# Incase you were not paying attention.



## Rick Howard (Feb 25, 2012)

Ask what kinda call this guy uses.


----------



## prairiewolf (Feb 19, 2012)

I would say his own voice


----------



## JTKillough (May 4, 2010)

Yup. And pretty darn good too.


----------



## Rick Howard (Feb 25, 2012)

Not that it means anything but, I'm impressed.

I don't understand the pacing and jumping around the fellas do though. Can someone explain?


----------



## hassell (Feb 9, 2010)

Very impressed also, thanks for sharing.


----------



## prairiewolf (Feb 19, 2012)

Rick, they are putting everything they got into it, thats it !


----------



## dwtrees (Mar 5, 2012)

That is impressive. Wonder if he has any recordings of his calling. I think that would be great to put on a foxpro.


----------



## Rick Howard (Feb 25, 2012)

LOL I thought it might have something to do with making the sounds more audible to all the judges and spectators. Man was I off.
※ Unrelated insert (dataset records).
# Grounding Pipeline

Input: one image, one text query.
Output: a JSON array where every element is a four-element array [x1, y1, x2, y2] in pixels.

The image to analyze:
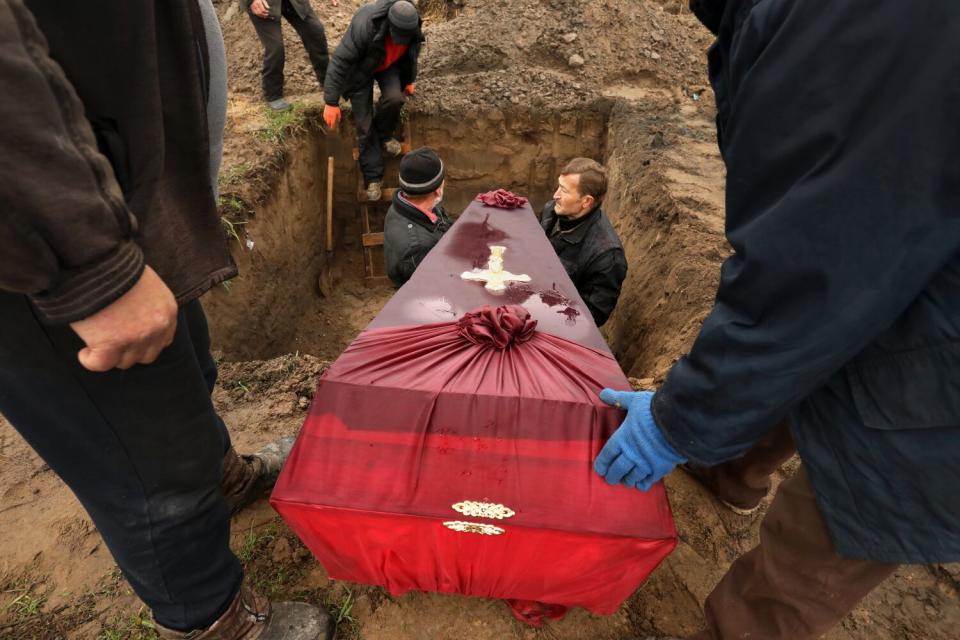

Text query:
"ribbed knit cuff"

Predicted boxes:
[[31, 241, 144, 324]]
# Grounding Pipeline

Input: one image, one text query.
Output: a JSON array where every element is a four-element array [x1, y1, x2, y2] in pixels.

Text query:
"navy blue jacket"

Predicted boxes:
[[653, 0, 960, 562]]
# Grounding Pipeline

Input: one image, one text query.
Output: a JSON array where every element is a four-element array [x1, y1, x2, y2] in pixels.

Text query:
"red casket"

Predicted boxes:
[[271, 204, 676, 614]]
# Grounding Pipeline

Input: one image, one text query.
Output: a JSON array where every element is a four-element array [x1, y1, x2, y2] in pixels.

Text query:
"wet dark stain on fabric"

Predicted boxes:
[[557, 307, 580, 325], [447, 213, 508, 269], [540, 282, 573, 307], [502, 282, 534, 304]]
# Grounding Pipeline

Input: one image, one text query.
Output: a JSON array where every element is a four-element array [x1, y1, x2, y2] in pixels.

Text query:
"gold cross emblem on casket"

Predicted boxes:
[[460, 245, 530, 291]]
Sensible me wants to give more points to the guy who hides under the table and plays some awesome sounds.


----------



## Ruger (Jan 22, 2011)

Impressive!


----------



## prairiewolf (Feb 19, 2012)

Wouldnt do him much good calling though, unless he wore a bunny suit, lol


----------



## OHIOOutdoors2 (May 1, 2013)

Lol that might scare the coyote...a 200 hundred pound bunny!!


----------



## LeadHead (Feb 11, 2012)

The only positive I see in using my existing calls is that their food bill is a lot smaller than this one would cost me.
I loved that last sequence! Paints a picture in your mind.


----------